# got a quastion



## Guest (Oct 16, 2010)

im wanna be a good chef,

im mean a really good one!

im 17 allerady and i dont know to what college to go if i wanna learn the culinary arts to be a pro as possible...

and also i scared because i dont know about the salary,can you tell me about the salary to a good chef that got bechlor degree..

im mean i dont wanna do a 1000 or something for a month!!!

is that possible to be a fish chef that get a 3000 plus for month?

im mean i wanna be a fish chef but im think thay dont do that mutch!!!


----------



## jim berman (Oct 28, 1999)

Hi, Daniel. You may want to poke around the students' forum a bit. There is a lot of information that talks about people just entering the field, their salaries, conditions, etc. I think you will find all the answers you may need right here!

Welcome to ChefTalk and best of luck with your endeavor!


----------



## gnnairda (Aug 7, 2009)

I got into the business 6 months ago and dropped everything yesterday. why? you start with low pay and extremely hard work. I'm not saying the hard work scared me away from it but the pay was just so low I worry about the future if I were to support a family on 15$/hr while  working 65 hrs/week.not being able to spend any time with friends and family since I would be working during weekends and holidays. I enjoyed it a lot.  I would wake up at 10am  and work till 2 am and sleep and repeat the same thing . I'm talking about linecooks. but I'm not sure about sous or head chefs.my day off would be a monday which I would spend the whole day sleeping  then work Tuesday - Saturday.

Before going to culinary school I would strongly advise going into the work force before spending a lot of money and time to find something unexpected. Also consider maybe you would be satisfied being a good homecook feeding your family and friends.


----------



## Guest (Oct 17, 2010)

wait you didnt answe to my question: what the salary in the bigining?

what should i do be make it higher?

now im really scary, i allways dreamed about it,

and now you telling me that its low!!!

what do you mean line cook, i mean every body have to start with it?

how can i go higher and be a sous chef or maybe an exclusive chef? (what should i do?)


----------



## petemccracken (Sep 18, 2008)

wait you didnt answe to my question: what the salary in the bigining?

Depending on your area, most will probably start out at minimum wage (California $8.00/hour) or slightly above (maybe $10-$11). Don't forget, that's GROSS, not net.

what should i do be make it higher?

Learn all you can, keep your head down, work cleanly and rapidly, ask questions when you absolutely have to, say "yes Chef" when told something, get to work "on-time", etc.

now im really scary, i allways dreamed about it, and now you telling me that its low!!!

Yeah, it is low, and if anybody tells you differently, they are not telling you accurately!

what do you mean line cook, i mean every body have to start with it?

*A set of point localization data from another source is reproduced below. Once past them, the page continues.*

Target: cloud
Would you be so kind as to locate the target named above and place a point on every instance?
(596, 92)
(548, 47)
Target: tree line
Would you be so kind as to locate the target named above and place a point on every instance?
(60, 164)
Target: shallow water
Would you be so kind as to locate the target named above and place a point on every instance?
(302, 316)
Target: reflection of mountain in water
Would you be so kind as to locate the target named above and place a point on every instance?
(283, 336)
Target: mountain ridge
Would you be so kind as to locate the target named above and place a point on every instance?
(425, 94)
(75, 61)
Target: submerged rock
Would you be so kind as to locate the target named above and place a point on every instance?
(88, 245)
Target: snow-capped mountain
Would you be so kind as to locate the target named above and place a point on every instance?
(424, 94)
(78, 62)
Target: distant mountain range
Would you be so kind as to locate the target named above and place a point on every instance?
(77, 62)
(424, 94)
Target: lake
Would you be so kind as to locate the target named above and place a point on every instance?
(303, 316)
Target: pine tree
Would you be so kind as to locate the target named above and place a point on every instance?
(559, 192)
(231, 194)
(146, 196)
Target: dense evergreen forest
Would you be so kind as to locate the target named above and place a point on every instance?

Without experience or a good, solid education/apprenticeship in culinary, you will be very lucky to start as a "line cook", more likely, you will start in the "dish pit" or, maybe, as a "prep cook" (preparing vegetables, starches, and, maybe, proteins, for the line cooks. Depending on the specific place where you are working, it might take six months or even several years to move UP to a line cook.

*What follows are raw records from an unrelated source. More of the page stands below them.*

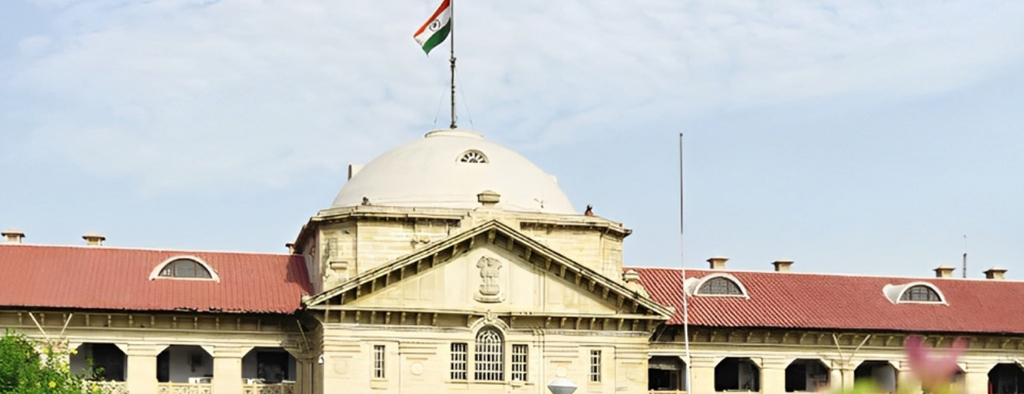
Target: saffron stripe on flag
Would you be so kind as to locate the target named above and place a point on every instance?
(443, 7)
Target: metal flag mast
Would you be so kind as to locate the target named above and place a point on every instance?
(682, 263)
(452, 59)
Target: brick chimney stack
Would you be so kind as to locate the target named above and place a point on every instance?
(717, 262)
(995, 273)
(944, 271)
(13, 235)
(93, 238)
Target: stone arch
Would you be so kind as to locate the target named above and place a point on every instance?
(737, 374)
(807, 375)
(109, 361)
(666, 373)
(883, 373)
(1006, 378)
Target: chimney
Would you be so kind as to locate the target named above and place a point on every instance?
(93, 238)
(718, 262)
(782, 265)
(13, 235)
(944, 271)
(488, 199)
(995, 273)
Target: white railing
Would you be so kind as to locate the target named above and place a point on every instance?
(269, 388)
(183, 388)
(107, 387)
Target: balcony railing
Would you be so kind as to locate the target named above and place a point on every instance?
(183, 388)
(269, 388)
(107, 387)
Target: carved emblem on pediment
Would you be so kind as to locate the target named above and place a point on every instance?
(489, 290)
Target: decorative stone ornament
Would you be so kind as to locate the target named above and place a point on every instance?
(491, 291)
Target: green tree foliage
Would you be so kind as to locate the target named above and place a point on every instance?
(32, 367)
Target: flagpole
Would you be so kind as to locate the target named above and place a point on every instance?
(452, 59)
(682, 249)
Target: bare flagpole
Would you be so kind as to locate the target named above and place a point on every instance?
(452, 59)
(682, 263)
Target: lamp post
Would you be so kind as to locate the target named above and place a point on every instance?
(561, 386)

how can i go higher and be a sous chef or maybe an exclusive chef? (what should i do?)

With anywhere from 5-10 years experience as a line cook PLUS learning

personnel management
accounting
food costing
business law
etc.
you, might be considered for a position as Sous Chef (basically second in command of a kitchen), another 5-10 years and you might get a slot as an Executive Chef.

My advice? Get a job in a local, independent restaurant, you'll probably start in the "dish pit" and you'll do a lot of dishes and cleaning. You'll have chance to see what happens in a kitchen and you'll have an opportunity to learn a lot!

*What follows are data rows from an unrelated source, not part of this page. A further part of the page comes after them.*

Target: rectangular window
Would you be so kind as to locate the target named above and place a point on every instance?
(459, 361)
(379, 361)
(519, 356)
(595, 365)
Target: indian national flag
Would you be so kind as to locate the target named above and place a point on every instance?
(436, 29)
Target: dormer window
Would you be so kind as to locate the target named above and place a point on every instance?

If you are thinking of "culinary school", think very hard. Unless you go to a community college, you are looking to spend something in excess of $25,000-$60,000, probably student loans, to get a minimum wage job.

At least, that is MY opinion!


----------



## Guest (Oct 17, 2010)

if ill have a bechlor degree still ill should be a perp cook?

how long its gonna take till ill do a good money?


----------



## petemccracken (Sep 18, 2008)

Daniel Eliazarov said:


> if ill have a bechlor degree still ill should be a perp cook?
> 
> how long its gonna take till ill do a good money?


IMHO, an Associate or Bachelor of Science/Arts will have little or no impact when you enter the workplace in the culinary world. Cooking, despite all the hype and hoopla, is a "TRADE", not a profession.

Will an Associate or Bachelor degree benefit you? Absolutely! Just not in the classic food service business.

"Making good money" in the culinary world is somewhat parallel to becoming a MLB/NBA/NFL player, for every one that "makes it to the majors", there are probably, oh, 10,000 that have to find a second job to pay the bills.

IF you have the talent AND the drive AND the determination AND the passion AND are willing to "work your way up" for the next 20-30 years, you MIGHT get an opportunity to earn "good money".

If you are looking at a culinary career as an avenue to "good money", I'd encourage you, no TELL YOU to look elsewhere.

If you:

Love to cook and
Love to see people enjoy your creations and
Are willing to sacrifice your personal life for 10-20 years and
Are passionate about cooking, much as an artist is passionate about their art and
Do not really care about material things that money can buy
then jump in with both feet, we'd love to have you "on-board"!


----------



## Guest (Oct 17, 2010)

thnx for everybody!!!

you really know how to give a good answers!


----------



## Guest (Oct 17, 2010)

wait what do you mean i have to learn all this stuff to be a sous cheff?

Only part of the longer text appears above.